Quel avenir pour le fret ferroviaire en France ? L’activité décline depuis plus de 20 ans : le tonnage transporté sur le rail a baissé de 20 % entre 2008 et 2014. Il s’est alors stabilisé autour de 32 milliards de tonnes-km. La part de marché a reculé, passant de 18 % en 2003 à moins de 10 % en 2016. Si certaines causes sont structurelles (avec la désindustrialisation du pays), d’autres sont conjoncturelles (comme la crise de 2008 ou les difficultés de circulation sur un réseau soumis à d’importants travaux). Autre bouleversement, l’opérateur historique a été soumis à la concurrence à partir de 2006. Les nouveaux opérateurs, dont les plus importants sont Euro Cargo Rail (groupe DB Schenker Rail), VFLI (groupe SNCF Mobilités), Europorte France (groupe Getlink) et Colas Rail, représentent aujourd’hui 40 % des volumes transportés. Mais ils connaissent des difficultés, affichant des pertes de près de 300 millions d’euros en 2014. Euro Cargo Rail, qui enregistre des pertes depuis son entrée sur le marché, a engagé un plan social visant à supprimer 25 % de ses effectifs. En face, Fret SNCF lourdement déficitaire cherche aussi à sortir la tête de l’eau. Dans son rapport sur un nouveau modèle ferroviaire, Jean-Cyril Spinetta estime que la situation du fret ferroviaire réclame « des mesures spécifiques, compte tenu de la fragilité des entreprises ferroviaires en général, et de Fret SNCF en particulier, malgré la difficile restructuration menée depuis 2010 ». Le point sur les solutions envisagées pour Fret SNCF et celles préconisées pour faciliter les acheminements sur le réseau capillaire.

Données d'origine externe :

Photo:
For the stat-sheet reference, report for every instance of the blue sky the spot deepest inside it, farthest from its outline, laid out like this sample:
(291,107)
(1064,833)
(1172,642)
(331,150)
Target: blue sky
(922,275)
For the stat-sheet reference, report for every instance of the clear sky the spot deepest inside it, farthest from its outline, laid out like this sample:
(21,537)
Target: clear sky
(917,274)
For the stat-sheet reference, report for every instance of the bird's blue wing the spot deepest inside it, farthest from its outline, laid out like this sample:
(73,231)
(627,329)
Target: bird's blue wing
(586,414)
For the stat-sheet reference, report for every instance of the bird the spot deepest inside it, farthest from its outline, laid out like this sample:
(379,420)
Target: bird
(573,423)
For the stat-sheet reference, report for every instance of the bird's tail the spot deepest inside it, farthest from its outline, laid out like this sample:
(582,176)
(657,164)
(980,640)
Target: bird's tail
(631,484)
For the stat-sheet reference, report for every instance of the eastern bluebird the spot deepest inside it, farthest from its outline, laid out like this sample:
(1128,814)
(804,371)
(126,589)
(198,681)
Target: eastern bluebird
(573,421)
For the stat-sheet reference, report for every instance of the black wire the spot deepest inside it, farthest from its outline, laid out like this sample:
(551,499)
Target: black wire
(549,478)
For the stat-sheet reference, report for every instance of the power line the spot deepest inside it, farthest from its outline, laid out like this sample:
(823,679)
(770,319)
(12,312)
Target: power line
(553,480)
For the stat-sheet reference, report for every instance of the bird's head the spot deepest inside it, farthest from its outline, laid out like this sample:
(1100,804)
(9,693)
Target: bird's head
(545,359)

Fret SNCF. La filialisation au bout du chemin
Quelles perspectives pour Fret SNCF lourdement déficitaire ? Cet automne, les organisations syndicales avaient tiré le signal d’alarme évoquant une possible filialisation de l’activité. Mais la direction de la SNCF avait démenti. L’hypothèse devient pourtant de plus en plus crédible. Dans son rapport, Jean-Cyril Spinetta recommande d’en passer par une filialisation après recapitalisation de l’entreprise. Avant même cette prise de position, le 25 janvier, Les Échos affirmaient que la filialisation semblait « inéluctable ». Le Premier ministre ne l’a cependant pas mentionné. La situation est en effet difficilement tenable alors que l’Arafer impose désormais de tenir des comptes séparés par activité pour éviter les subventions croisées ou les distorsions de concurrence. Or, l’activité de Fret, déficitaire depuis des années, est aussi handicapée par une lourde dette passée en 10 ans de 1,8 à 4 milliards d’euros. Ce qui représente la moitié de SNCF Mobilités s’élevant au total à 7,9 milliards. Pour repartir sur de nouvelles bases, Fret SNCF prépare un business plan qui doit être présenté au gouvernement, nous a expliqué Sylvie Charles, la directrice générale de SNCF Logistics. Si les pouvoirs publics décident d’une recapitalisation (évaluée à 3,5 milliards d’euros par Les Échos), il est fort probable que Bruxelles impose une filialisation. « Pour la première fois, Sylvie Charles ne met plus sous le tapis la question de la dette et des intérêts de la dette », commente Thierry Nardy, le président de la commission économique du comité d’établissement de Fret SNCF, en rappelant que l’entreprise a perdu 120 millions d’euros l’année dernière et verse chaque année 200 millions d’intérêt aux banques. Selon lui, « le chemin était déjà tout tracé ». Et de rappeler la recapitalisation déjà acceptée par Bruxelles en 2005. À l’époque, le feu vert européen à un versement de l’État en plusieurs tranches de 800 millions d’euros (auquel s’ajoutait un apport de 700 millions de la SNCF) avait été conditionné à une ouverture accélérée de la concurrence pour le fret ferroviaire et à une interdiction à toute nouvelle aide pendant 10 ans… Malgré cette restructuration, puis une succession de plans de « la dernière chance », l’activité n’a jamais pu être redressée. Au contraire. Selon Thierry Nardy, « le trafic fret est passé de 60 milliards de tonnes-km en 2006 à 33 milliards 10 ans plus tard.